A joke, for no reason
Mar. 8th, 2009 05:22 pmShane Ferguson
Los Angeles had a desert version of the Catskills called Murietta Hot Springs with mud baths and water that smelled like rotten eggs.
When you had a phone call it was a very big deal because it was long distance and the clerk would call you on the loud speaker. "Telephone call for Abe Gitlin," etc.
One day everyone was surprised by an announcement, "Telephone call for Shane Ferguson." "Telephone call for Shane Ferguson."
Several people went to the front desk to get a look at Shane Ferguson and were even more curious when an old Jewish gentleman responded to the paging.
After his call, one of the budinskis asked the man how he came to be named Shane Ferguson. Shane replied that his name in the old country was Motl Rosenschweig.
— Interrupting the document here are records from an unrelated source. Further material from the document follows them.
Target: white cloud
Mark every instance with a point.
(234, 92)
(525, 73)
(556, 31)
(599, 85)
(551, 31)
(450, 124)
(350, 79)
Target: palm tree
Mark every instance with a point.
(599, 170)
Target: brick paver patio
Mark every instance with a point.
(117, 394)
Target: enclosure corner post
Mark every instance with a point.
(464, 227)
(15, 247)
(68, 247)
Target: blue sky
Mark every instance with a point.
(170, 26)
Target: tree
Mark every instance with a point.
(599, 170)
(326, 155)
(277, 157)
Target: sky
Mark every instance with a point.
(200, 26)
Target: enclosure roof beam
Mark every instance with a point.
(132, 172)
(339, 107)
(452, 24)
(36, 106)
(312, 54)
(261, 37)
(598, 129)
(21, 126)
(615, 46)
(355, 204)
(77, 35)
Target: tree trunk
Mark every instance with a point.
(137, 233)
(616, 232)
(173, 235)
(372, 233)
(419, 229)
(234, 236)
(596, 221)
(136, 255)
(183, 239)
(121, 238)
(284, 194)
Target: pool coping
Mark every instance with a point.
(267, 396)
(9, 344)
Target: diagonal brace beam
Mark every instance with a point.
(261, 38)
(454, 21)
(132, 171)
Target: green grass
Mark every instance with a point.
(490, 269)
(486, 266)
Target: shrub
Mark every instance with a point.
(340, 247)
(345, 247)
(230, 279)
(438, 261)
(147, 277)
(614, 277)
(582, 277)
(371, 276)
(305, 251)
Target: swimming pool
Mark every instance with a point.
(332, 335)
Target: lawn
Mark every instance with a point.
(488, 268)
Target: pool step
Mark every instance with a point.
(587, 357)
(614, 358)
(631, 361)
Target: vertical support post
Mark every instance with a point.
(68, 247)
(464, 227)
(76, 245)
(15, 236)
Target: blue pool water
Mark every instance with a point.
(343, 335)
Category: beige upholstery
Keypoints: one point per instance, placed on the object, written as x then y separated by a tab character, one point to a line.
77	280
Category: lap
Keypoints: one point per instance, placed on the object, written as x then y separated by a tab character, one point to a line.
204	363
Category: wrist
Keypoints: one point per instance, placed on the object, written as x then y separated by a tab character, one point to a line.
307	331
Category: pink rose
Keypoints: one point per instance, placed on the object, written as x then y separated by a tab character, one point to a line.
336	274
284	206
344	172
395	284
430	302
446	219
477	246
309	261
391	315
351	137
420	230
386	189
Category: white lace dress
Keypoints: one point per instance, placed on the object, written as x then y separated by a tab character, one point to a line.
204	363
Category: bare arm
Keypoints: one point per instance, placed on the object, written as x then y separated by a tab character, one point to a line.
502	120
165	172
"My uncle, who was in America 10 years before me, told me to tell immigration that my name was Morris Rose. I practiced saying my new name for the entire trip on the boat. I asked the American sailors to say it for me and learned to pronounce it. I was standing in line at the immigration for two hours, worrying about everything, when the officer finally asked me my name, I said, "Schane fergessen." (Yiddish: "I forgot already") so that's what the immigration man wrote.
And now, a footnote, showing that life is sometimes stranger than fiction.
My father's first wife was the daughter of Russian immigrants - her father's name was Edward Moss, not a very Russian name.
The story is passed down in the family that when they got to Ellis Island, not speaking a word of English, the wife kept pointing to her husband and saying "меня муж" (menya moozh = my husband). It would be more common to say "мои муж" or "муж меня", but my Russian-speaking informants tell me that what she said is well within the realm of possibility.
So here sits the low-paid INS functionary, and he writes down what he thinks he heard. And voilà! Edward Moss is born, and we have no idea what the original family name was.